Saturday, September 3, 2011

Q&A With The Doc: Should I Take the Tax Hit & Cash Out of My Retirements Funds for PHYZZ?

Peter writes:

Hi Doc
Just wanted to let you know (I'm sure I'm one of many lately) that along with Harvey Organ you have the best silver related commentary blog on the net bar none. Great work, keep it up.
Ive been building my position in physical silver since 2008 and at the current rate of growth, I anticipate another year and I can be in a position to retire at 54yrs old.
Last year I switched all my Real estate retirement portfolio: RRSP (Canadian version of 410k) holdings to Precious metals mining stocks 100%
So far Ive seen in the last year and half a 40% growth rate in the aforementioned fund.
Its people like yourself and others that prompted me to take this high risk transformation.Thank you.
My Question.
I'm thinking of cashing out all my RRSPs ..taking the tax hit of 40% (my tax rate) and reinvesting in physical Silver and some gold. Do you think it's a good idea or bad idea? Do you think it is worth taking that premature tax hit at 40%? Do you think in the long run I'll recoup this or should I just stay positioned in my current precious metals (senior miners) fund and hope that the miners continue to perform well?I'm worried if the market takes a big dump this year my RRSP portfolio fund will lose value big time. This would of course be exacerbated by a major decline in the market.
Bottom line something inside tells me physical is better than paper: no counter-party risk-especially in this corrupted so called free market.

Hi Peter,

The Doc is not a licensed investment adviser so I can't give you "investment advice"...but I can tell you what I've done and what I would do with my money.
I have removed every last dime from 401k type retirement funds, and no longer contribute, even though my employer offers a full match up to 7% of income.
Yes, there is a tax hit to withdraw the money...but there will be a tax hit whenever you withdraw the funds. 
If you withdraw the funds now, you will be taxed on a smaller net amount, and if you roll the proceeds into bullion- you have the opportunity to avoid taxes on your gains by using your bullion as an asset to PURCHASE other assets in the future. 
If you SELL your silver or gold for fiat currency (US or Canadian dollars) this is a taxable event.
As to your return of 40% in the last 18 months- this is an excellent return, but physical silver's return over the past 18 months dwarfs 40%.
18 months ago, silver was approximately $15.50/oz.
Silver closed access market trading yesterday at $43.35, roughly a gain of $28...or approximately an 181% gain over the past 18 months.
Lets say you had $100,000 18 months ago that you took out at a 40% hit due to taxes.  So say you had invested the $60,000 after taxes into physical silver.  Today that silver would be worth $108,387.

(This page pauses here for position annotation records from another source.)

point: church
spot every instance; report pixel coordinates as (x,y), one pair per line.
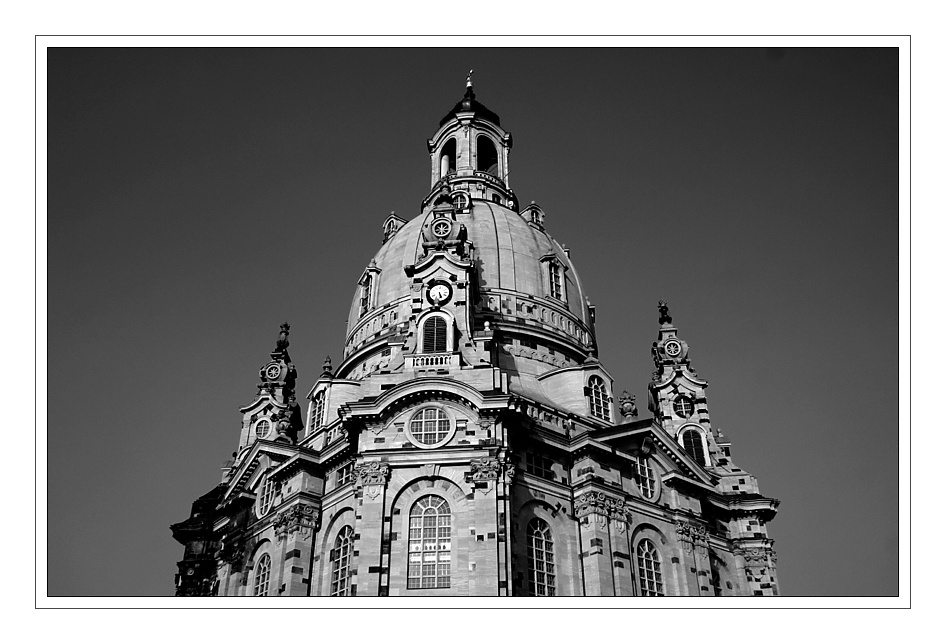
(470,441)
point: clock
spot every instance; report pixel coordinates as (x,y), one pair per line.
(439,293)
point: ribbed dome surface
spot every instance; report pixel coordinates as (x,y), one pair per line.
(506,250)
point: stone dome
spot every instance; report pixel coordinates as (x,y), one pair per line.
(511,252)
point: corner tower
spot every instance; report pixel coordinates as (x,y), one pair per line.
(468,442)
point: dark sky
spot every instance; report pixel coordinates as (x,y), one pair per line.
(200,197)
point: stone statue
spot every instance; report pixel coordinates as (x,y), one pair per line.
(664,312)
(283,342)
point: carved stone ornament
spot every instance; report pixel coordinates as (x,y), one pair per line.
(232,553)
(485,469)
(628,405)
(591,503)
(604,507)
(301,517)
(371,477)
(756,556)
(693,536)
(372,473)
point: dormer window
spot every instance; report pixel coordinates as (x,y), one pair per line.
(598,400)
(693,441)
(555,281)
(486,158)
(555,277)
(389,229)
(318,410)
(368,284)
(461,201)
(365,294)
(448,158)
(435,335)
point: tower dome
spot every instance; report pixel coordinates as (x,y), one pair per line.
(517,281)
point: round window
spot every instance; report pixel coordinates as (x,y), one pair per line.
(683,406)
(263,425)
(430,427)
(461,200)
(441,227)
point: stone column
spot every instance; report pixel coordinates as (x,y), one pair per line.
(484,551)
(295,529)
(620,521)
(591,509)
(371,482)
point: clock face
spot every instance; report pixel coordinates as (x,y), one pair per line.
(439,293)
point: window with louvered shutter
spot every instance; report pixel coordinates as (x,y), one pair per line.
(693,444)
(435,335)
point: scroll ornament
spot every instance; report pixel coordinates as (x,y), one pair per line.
(485,469)
(372,473)
(693,536)
(301,517)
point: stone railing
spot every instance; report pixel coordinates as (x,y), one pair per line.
(433,360)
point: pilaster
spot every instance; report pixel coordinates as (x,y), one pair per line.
(371,482)
(295,529)
(591,510)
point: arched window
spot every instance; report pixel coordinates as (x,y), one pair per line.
(598,398)
(262,428)
(541,563)
(486,158)
(555,281)
(693,444)
(683,406)
(318,410)
(435,335)
(448,157)
(648,568)
(341,562)
(428,564)
(261,577)
(430,426)
(645,478)
(266,492)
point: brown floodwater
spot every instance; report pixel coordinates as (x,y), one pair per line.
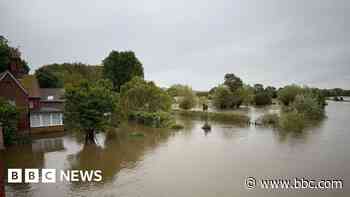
(191,162)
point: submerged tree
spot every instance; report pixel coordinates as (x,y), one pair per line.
(89,106)
(233,82)
(121,67)
(8,120)
(188,100)
(141,95)
(288,93)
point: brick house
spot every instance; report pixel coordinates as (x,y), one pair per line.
(41,110)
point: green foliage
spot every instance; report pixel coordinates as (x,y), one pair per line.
(203,100)
(188,99)
(8,119)
(202,93)
(270,119)
(66,74)
(224,98)
(89,105)
(152,119)
(177,90)
(246,93)
(258,88)
(233,82)
(177,126)
(4,54)
(271,91)
(292,121)
(10,55)
(287,94)
(262,98)
(121,67)
(309,106)
(141,95)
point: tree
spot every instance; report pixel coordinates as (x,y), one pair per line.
(8,119)
(4,54)
(246,93)
(89,105)
(258,88)
(287,94)
(48,79)
(188,99)
(177,90)
(65,74)
(10,55)
(308,105)
(223,97)
(141,95)
(121,67)
(271,91)
(262,98)
(232,81)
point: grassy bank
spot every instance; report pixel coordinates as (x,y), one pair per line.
(215,116)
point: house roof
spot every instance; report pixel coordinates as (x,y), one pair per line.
(30,83)
(56,93)
(4,74)
(46,110)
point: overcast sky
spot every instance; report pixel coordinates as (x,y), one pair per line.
(195,42)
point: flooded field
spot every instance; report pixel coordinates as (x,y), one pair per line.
(191,162)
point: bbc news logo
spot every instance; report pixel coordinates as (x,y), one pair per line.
(31,175)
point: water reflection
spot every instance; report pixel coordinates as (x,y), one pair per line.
(190,162)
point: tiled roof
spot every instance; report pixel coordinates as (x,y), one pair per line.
(56,94)
(30,83)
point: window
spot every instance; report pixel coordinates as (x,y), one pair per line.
(31,105)
(34,120)
(46,119)
(56,118)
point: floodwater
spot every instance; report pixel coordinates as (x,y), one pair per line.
(191,162)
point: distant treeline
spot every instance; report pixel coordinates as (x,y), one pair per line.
(61,75)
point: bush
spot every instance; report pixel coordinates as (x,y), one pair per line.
(308,105)
(141,95)
(216,116)
(262,98)
(292,121)
(152,119)
(8,119)
(270,119)
(222,97)
(287,94)
(177,126)
(188,100)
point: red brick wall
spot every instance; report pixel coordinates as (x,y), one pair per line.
(10,90)
(2,146)
(2,176)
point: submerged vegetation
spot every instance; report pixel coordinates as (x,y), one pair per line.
(300,107)
(8,118)
(89,107)
(232,117)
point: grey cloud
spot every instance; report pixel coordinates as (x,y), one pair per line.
(274,42)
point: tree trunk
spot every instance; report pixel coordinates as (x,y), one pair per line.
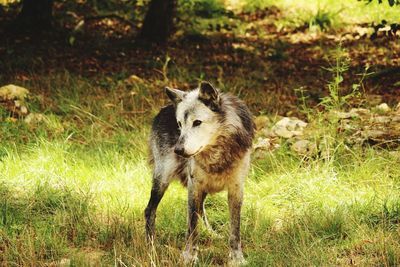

Left in your RRSP account, your $100,000 would have increased by 40% to $140,000.  However, in order to use the funds you would take the tax hit of 40% on the total, leaving you with $84,000.

Obviously this analysis is only fully valid if the physical gold/silver is eventually used as an asset to PURCHASE/ trade for another physical asset such as bread, milk, land, etc.  If it is "sold" back for fiat currency, fiat currency gains obviously apply.

This analysis doesn't even get in to the counter-party risk you mentioned such as nationalization, 401k/ RRSP confiscation, mining company management risks, financial market panic/collapses etc.

In the end, its up to you to make your own educated decision on the best way to use/invest/save your retirement funds.

Best of luck, and thanks for the kind words.